Colony of marked L. curvispinosus

Tandem run

Video of tandem run

Transport

Video of transport

Collective nest site choice by ant colonies

My work is focused principally on a striking example of collective decision-making by ants of the genus Temnothorax. These ants have special advantages as a model system for analyzing collective behavior. They form colonies small enough that all workers can be individually marked, and they thrive in glass-walled artificial nests that facilitate detailed video image analysis of every relevant social interaction. In nature they frequently emigrate when their old nest deteriorates, and migrations can be induced in the laboratory simply by removing the upper slide from the nest and providing intact new nests nearby. Given a choice between nests of different sizes, colonies not only avoid dividing among more than one nest, but also consistently choose a new home of a preferred design (Mallon et al. 2001; Pratt and Pierce 2001). This is no small feat, given that each nest is evaluated by only a few ants, who do not have the opportunity to directly compare all available sites.

We have found that the colony's distributed decision-making ability relies on a novel multi-stage decision process used by the minority of active ants who organize the move (Mallon et al. 2001; Franks et al. 2002; Pratt et al. 2002). An active ant initiates recruitment to a promising site only after a delay that varies inversely with site quality. Recruitment creates positive feedback on the number of ants visiting the site, but the quality-dependent delay ensures that feedback is stronger to better nests. The ants amplify this difference by using two distinct forms of recruitment: a slow method (tandem running) for their fellow active ants, and a faster method (transport) for the passive ants and brood that make up the bulk of the colony. The ants first use the slow method, switching to rapid transport only after the new site has reached a threshold population. A differential equation model has shown that this quorum rule raises the accuracy of the colony's decision by reducing the likelihood of carrying passive ants to an inferior site.

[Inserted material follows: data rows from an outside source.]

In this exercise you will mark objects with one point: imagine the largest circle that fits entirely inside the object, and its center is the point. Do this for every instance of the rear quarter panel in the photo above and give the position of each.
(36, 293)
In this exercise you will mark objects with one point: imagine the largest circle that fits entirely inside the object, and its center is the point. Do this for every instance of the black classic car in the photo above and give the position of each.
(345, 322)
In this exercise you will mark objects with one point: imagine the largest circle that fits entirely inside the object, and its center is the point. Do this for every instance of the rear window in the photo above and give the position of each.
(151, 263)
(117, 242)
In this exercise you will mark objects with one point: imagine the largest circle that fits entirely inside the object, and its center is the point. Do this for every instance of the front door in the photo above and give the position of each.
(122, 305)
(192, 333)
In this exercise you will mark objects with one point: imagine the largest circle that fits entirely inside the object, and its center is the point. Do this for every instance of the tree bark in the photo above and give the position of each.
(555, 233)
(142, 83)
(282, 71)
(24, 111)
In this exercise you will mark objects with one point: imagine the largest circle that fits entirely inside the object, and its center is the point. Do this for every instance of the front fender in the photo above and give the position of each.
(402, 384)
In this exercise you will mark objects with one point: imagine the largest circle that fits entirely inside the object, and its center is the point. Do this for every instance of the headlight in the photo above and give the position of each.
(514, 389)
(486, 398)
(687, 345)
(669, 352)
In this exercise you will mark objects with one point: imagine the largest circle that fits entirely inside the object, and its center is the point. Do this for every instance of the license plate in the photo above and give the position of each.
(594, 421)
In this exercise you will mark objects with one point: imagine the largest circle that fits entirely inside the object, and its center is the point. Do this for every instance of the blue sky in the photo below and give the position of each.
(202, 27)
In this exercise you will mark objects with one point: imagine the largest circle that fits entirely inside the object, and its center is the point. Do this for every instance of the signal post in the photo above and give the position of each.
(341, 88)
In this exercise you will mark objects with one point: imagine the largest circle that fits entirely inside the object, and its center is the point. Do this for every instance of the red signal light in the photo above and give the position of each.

In collaboration with David Sumpter of Oxford University, I am currently developing an agent-based computer simulation of the nest-choice process, incorporating everything we have learned about individual behavior. The thorough data collection and high replication rate attainable with this system allow us to make reliable estimates of all model parameters, including probabilities of inititating recruitment to a nest of given quality, or the quorum size demanded before transport begins. We have successfully validated the model, finding good agreement between predicted group-level performance and that seen in real colonies. We can now use it to probe more deeply into the colony's decision mechanisms, both by conducting virtual experiments and by testing its predictions in real experiments. For example, we will derive simpler models from the full one, to specify the aspects of individual behavior that are necessary for successful group-level behavior. We will explore the sensitivity of the decision algorithm to variations in parameter values, and the possible role played by variation among individual ants. We will test the robustness of the algorithm by examining its performance in a variety of environmental contexts, such as different numbers and arrangements of new nests, and different degrees of urgency to move. The latter will allow us to determine how ants deal with possible trade-offs between speed and accuracy of decision-making, depending on the severity of conditions at the old nest.

Recent experiments are also beginning to reveal how individual ants detect the presence of a quorum. They suggest that the crucial cues come from direct encounters with other ants in the new nest, integrated over time to give each ant a measure of her encounter rate with nestmates. This mechanism shows interesting analogies to models of categorical decision-making in humans, in which sensory evidence drives a random-walk from a neutral initial value toward either a high or a low threshold, the first threshold to be reached determining which option is chosen. A key feature of these models is that they show how the trade-off between speed and accuracy of decision-making can be regulated, simply by moving the thresholds farther from or closer to the starting point. In the case of individual human decision-makers, the brain conceivably optimizes this adjustment by linking it to the individual's rate of reward. In the case of ants judging nest populations, a similar model may apply, except that random encounters with nestmates supply the crucial sensory input. In the ants' case, optimal decision thresholds will be determined not by their effect on current individual reward, but by their effect on the fitness returns to the colony as a whole, measured in terms such as duration of emigration, quality of nest eventually chosen, or risk of colony splitting. Thus, by bringing our analysis of decision-making to a finer level of resolution, we will be able to ask more precisely how individual cognitive abilities are designed to optimize group behavior.